Même dans ce cas il peut y avoir des limites à la participation. La conception de programmes de lutte demande un minimum d'apports ou des seuils d'apports (par exemple densité des écrans, pourcentage d'animaux à traiter, fréquence des applications). Si ces apports sont en dessous de ces seuils, la lutte sera probablement inefficace, ou bien trop peu efficace par rapport aux apports. Ces niveaux sont objectivement fixés d'après des facteurs comme le comportement des tsé-tsé et la rémanence des appâts ou des insecticides. Si la "participation" est entendue dans le sens de "permettre" aux éleveurs, ou leurs représentants, de discuter du niveau des apports (explicitement, ou implicitement en négligeant d'acheter ou d'utiliser les matériels), alors la lutte sera probablement vouée à l'échec.

Donc, voici ce qu'il faut :

• volonté de faire participer à toute la conception du projet, pour expliquer ces questions aux éleveurs et créer un consensus sur les objectifs,

• ouverture d'esprit sur le problème de la contribution, variable selon la place de la lutte contre les tsé-tsé dans un programme plus vaste, et sur des questions comme celle sur les coûts transitoires,

• volonté de combiner la participation dans la pise de décision et la prise en compte de la non négociabilité de certains paramètres scientifiques.

Plus précisément, Barrett and Okali (1998) ont établi une liste de facteurs qui peuvent augmenter la participation grâce aux institutions communautaires : expérience précédente d'une aide externe, relations actuelles ou attendues avec des agences extérieures, niveau de préparation des agences à replacer la lutte contre les tsé-tsé dans le contexte d'un projet plus vaste de développement, aussi bien que la perception des bénéfices en matière de santé humaine. Parmi les motivations des individus à participer, il y a la perspective d'avoir un bétail plus productif (étroitement liée aux coûts des trypanosomoses), mais aussi la possibilité d'accroître le territoire exploitable, un environnement libre de tsé-tsé et des bénéfices en matière de santé humaine.

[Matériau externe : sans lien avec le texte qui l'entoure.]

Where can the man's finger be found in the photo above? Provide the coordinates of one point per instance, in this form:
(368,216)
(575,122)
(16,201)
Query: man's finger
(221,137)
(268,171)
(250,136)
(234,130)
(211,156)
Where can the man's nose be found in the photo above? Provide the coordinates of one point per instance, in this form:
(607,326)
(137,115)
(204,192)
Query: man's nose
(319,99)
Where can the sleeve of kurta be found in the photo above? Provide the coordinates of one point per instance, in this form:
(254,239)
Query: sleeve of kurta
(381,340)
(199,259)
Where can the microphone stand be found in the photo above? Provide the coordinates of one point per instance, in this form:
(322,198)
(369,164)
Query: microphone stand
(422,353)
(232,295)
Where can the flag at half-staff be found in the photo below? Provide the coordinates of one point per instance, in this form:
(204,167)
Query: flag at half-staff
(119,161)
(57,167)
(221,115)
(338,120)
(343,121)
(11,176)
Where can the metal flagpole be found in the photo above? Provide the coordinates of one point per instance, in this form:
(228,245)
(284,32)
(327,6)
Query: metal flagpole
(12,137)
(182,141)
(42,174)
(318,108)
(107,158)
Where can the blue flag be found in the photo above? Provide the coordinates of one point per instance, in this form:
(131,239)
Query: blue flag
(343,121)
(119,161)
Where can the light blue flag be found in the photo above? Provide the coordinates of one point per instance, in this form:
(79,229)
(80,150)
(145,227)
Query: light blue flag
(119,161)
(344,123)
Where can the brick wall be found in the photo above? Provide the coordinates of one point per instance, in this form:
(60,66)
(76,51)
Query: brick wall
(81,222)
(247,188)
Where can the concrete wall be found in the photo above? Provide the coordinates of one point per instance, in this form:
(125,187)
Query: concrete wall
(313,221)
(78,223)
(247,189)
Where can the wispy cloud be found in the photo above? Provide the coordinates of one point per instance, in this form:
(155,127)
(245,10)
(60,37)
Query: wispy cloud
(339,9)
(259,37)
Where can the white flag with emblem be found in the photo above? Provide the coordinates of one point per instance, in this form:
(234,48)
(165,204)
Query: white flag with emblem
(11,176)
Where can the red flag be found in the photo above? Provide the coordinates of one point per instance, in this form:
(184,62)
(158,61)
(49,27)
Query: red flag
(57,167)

La participation peut aussi être encouragée via certaines institutions : institutions traditionnelles villageoises, comités villageois de développement installés à l'initiative du gouvernement ou d'autres projets, ou des comités "tsé-tsé". Toutes peuvent avoir des avantages et des inconvénients selon les situations.

Références

Barrett, K. and Okali, C. (1998). Partnerships for Tsetse Control – Community Participation and Other Options. World Animal Review 90, 39-46.

Brightwell, B., Dransfield, B., Maudlin, I., Stevenson, P., and Shaw, A. (2001). Reality v. Rhetoric – a Survey and Evaluation of Tsetse Control in East Africa. Agriculture and Human Values 18, 219-233.

Kamuanga, M. (2003). Socio-Economic and Cultural Factors in the research and Control of Trypanosomiasis. PAAT Technical and Scientific Series 4, Food and Agriculture Organization of the United Nations, Rome.